Durch den Erfolg sind die Bremer nun schon seit elf Spielen im Regionalliga-Stadion "Platz 11" ungeschlagen. Doch vor allem in der Anfangsphase durften bei den rund 500 Zuschauern leichte Zweifel aufkommen, ob die Erfolgsserie weiter anhalten wird. Bereits nach vier Minuten gerieten die Hausherren in Rückstand. "Die ersten zehn Minuten waren wir nicht richtig da", bestätigte Florian Mohr, der hinzufügte, dass der Gegentreffer "das Team dann aber wachgerüttelt hat." So sah es auch Jérôme Polenz, der vor dem Treffer gegen den Torschützen Dennis Tornieporth den entscheidenden Zweikampf verloren hatte. "Nach dem Tor sind wir besser ins Spiel gekommen."

 

Seinen Fehler zum Bremer Rückstand machte der Jung-Profi jedoch wenig später mit einem wunderschönen Kopfballtreffer wieder wett. "So ist das halt im Fußball. Im einen Moment bist du der Depp und im anderen der Held", so Polenz, der den späteren Siegtreffer von Martin Harnik auch noch vorbereitete.
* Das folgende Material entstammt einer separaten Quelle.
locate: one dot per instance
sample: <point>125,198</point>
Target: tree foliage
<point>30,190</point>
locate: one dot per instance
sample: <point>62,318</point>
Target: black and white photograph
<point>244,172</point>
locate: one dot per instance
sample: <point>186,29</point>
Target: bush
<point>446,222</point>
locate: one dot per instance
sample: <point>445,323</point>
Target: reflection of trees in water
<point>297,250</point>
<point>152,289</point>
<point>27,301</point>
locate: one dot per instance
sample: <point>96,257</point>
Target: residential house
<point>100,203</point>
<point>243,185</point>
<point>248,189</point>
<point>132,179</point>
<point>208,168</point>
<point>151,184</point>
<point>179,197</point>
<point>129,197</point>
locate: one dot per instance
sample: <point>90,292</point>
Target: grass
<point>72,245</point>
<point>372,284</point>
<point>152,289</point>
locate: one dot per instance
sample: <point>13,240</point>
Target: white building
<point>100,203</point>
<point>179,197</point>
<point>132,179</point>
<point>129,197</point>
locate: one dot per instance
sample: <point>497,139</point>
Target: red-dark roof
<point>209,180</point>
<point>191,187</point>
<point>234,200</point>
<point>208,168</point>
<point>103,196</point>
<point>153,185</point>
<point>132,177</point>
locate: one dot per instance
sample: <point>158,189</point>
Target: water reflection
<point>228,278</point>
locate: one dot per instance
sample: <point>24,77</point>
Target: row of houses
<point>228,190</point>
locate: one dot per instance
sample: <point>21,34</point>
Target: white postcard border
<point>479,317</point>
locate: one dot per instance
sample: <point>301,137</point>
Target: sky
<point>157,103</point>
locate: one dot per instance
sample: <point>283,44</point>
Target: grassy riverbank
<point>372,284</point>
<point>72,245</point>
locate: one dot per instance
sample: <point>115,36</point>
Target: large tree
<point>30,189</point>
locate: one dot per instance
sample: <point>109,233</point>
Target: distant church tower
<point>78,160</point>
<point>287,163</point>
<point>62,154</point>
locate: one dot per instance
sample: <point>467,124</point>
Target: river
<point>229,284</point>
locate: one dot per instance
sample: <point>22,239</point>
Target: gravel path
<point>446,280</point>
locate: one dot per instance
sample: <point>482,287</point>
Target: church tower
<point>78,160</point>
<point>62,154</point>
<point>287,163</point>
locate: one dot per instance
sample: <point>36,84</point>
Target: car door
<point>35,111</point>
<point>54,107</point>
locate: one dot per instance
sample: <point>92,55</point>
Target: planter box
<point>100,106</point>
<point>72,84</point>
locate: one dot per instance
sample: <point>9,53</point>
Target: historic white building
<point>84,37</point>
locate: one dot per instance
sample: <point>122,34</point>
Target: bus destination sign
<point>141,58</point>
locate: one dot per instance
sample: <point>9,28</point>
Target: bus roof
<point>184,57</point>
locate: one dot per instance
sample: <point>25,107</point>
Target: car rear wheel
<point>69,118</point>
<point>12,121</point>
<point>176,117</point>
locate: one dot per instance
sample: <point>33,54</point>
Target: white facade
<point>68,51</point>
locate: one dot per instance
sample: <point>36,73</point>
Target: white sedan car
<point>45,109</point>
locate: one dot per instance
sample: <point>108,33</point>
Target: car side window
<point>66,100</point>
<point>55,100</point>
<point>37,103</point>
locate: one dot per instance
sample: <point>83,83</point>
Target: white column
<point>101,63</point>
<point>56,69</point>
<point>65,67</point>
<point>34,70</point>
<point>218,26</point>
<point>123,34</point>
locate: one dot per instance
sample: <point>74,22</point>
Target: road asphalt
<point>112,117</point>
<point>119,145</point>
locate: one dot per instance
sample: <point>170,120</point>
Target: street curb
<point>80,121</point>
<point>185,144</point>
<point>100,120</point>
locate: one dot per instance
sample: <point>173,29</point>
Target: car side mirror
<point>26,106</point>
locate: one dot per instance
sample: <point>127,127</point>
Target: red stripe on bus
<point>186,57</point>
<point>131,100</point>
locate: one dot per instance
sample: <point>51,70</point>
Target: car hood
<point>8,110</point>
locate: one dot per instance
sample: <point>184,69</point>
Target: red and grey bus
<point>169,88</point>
Das Kuriose dabei war, dass der 19-Jährige die Partie als Abwehrspieler begonnen hatte und nach dem Gegentor zur Belebung der Offensive in den Angriff rückte. "Die Umstellung ist mir nicht schwer gefallen. Ich bin auf beiden Positionen ausgebildet worden und fühle mich sowohl im Angriff als auch in der Abwehr wohl."

 

Auf seiner Lieblingsposition durfte gegen Kickers Emden auch Marc Heider auflaufen. Nachdem er an den vorherigen beiden Spieltagen als Joker überzeugt hat, brachte ihn Trainer Thomas Wolter dieses Mal von Beginn an. "In der Vorbereitung habe ich auch mal links im Mittelfeld und in der Abwehr gespielt. Heute durfte ich da spielen, wo ich mich am wohlsten fühle. Das nächste Ziel ist es jetzt natürlich auch einmal selbst zu treffen", so Heider, der die Flanke zum Ausgleichstreffer schlug. Der Neuzugang vom VfL Osnabrück freute sich über das erfolgreiche Debüt in der Startformation: "Ich bin sehr glücklich über den Sieg. Das Spiel ist ganz gut gelaufen. Ich hoffe natürlich, dass es so weiter geht aber ich habe noch keinen Stammplatz, ich muss mich weiterhin in das Team reinkämpfen." Eine Premiere feierte auch Dominik Schmidt. Der Defensivakteur kam gegen Emden zu seinem ersten Regionalliga-Einsatz.

 

Dass Werder den Sieg, nicht wie beim 3:3 gegen Leverkusen, über die Zeit brachte, war auch ein Verdienst der sicher stehenden Abwehr, die seit Saisonbeginn starke Leistungen abliefert. "Wir haben uns dieses Jahr sehr gut eingespielt und können auf den Positionen auch sehr gut wechseln", erklärte Florian Mohr, auf den mit seinem Teamkollegen am kommenden Wochenende eine ganz schwere Aufgabe zukommt. Werders U 23 muss beim FC St. Pauli antreten. "Mal schauen, was da so los ist", freut sich der 21-Jährige auf die Partie am Millerntor. Auch bei Marc Heider ist die Vorfreude groß: "Ich bin schon gespannt auf die Atmosphäre. Da macht Fußball doch Spaß." Verstecken werden sich die Bremer dort jedenfalls nicht. "Wir haben jetzt ein gutes Polster, auf das wir aufbauen können. Wir fahren mit einem großen Selbstvertrauen nach Hamburg", so Jérôme Polenz zuversichtlich.